Мужчина медлил с ответом, не в силах отвести взгляда от красного камня. Он вдруг осознал, как убого выглядит его мастерская и он сам, несмотря на неплохие руки, способности и заработки, и вся его жизнь, которой еще вчера, нет, еще полчаса назад, он был вполне доволен. Все померкло теперь. Проклятый камень! А ведь и он мог бы так! Во всяком случае, не хуже.
– Это будет недешево стоить, – сказал он наконец.
– Конечно. – Марта улыбнулась. – Я заплачу, сколько скажете. Но… – Она замялась и покраснела, боясь, что мужчину могут обидеть ее слова. – Я хочу, чтоб вы работали в моем присутствии.
– Пожелание заказчика – закон! – ответил ювелир, нисколько не обидевшись. – Будете меня развлекать во время работы, рассказывать что-нибудь или читать газету. Одно «но»…
– Что?
– Я не могу работать здесь! Сюда приходят разные люди, и видеть вашу вещичку им не обязательно.
– А где?
– У меня дома. Согласны? И давайте сразу договоримся о цене и материале. Я могу сделать кулон из белого золота, он будет лучше смотреться, тоньше и красивее, а камень – можно гранат. Вместо алмазов можно фианиты… Хотя нет… я тут еще поспрошаю, может, найду белые сапфиры или аквамарины… в крайнем случае, австрийский хрусталь. Все лучше будет. Я подберу похожую форму и цвет… Согласны?

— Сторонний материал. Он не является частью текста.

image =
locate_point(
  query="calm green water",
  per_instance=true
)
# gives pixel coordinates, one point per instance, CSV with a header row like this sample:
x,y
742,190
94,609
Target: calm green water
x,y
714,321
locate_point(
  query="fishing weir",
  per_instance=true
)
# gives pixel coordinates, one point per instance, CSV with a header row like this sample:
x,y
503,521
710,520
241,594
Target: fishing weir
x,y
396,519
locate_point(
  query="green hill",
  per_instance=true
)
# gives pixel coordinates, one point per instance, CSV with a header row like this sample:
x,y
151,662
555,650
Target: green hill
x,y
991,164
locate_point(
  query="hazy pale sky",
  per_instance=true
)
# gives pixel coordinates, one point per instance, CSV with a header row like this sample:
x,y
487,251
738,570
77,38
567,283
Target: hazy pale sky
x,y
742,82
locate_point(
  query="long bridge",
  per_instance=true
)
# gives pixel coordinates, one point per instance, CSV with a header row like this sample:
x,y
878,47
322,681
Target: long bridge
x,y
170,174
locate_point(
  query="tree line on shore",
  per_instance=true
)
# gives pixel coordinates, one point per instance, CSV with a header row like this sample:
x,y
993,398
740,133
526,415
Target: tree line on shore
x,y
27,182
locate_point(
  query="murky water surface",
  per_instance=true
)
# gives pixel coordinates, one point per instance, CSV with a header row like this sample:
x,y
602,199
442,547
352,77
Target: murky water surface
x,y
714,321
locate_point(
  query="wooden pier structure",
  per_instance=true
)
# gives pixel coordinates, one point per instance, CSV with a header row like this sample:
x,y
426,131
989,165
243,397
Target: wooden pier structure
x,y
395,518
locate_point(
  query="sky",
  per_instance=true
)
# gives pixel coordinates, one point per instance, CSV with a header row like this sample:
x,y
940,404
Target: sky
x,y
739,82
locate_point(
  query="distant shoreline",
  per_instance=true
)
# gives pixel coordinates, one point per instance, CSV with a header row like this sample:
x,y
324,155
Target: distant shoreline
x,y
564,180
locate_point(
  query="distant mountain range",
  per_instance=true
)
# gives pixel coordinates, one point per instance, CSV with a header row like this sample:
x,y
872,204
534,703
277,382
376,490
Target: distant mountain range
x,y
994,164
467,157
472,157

Он, казалось увлекся идеей посоперничать с неизвестным мастером… А почему, собственно, неизвестным? Он заметил клеймо ювелира на обороте подвески, в самом верху, что-то вроде «Holms» с затейливым росчерком в конце… надо будет найти это клеймо по каталогу. Не может быть, чтобы такой мастер остался незамеченным.
– Согласна, – ответила Марта, – пусть будет, как вы скажете. Вы лучше знаете, чем я. Спасибо вам большое!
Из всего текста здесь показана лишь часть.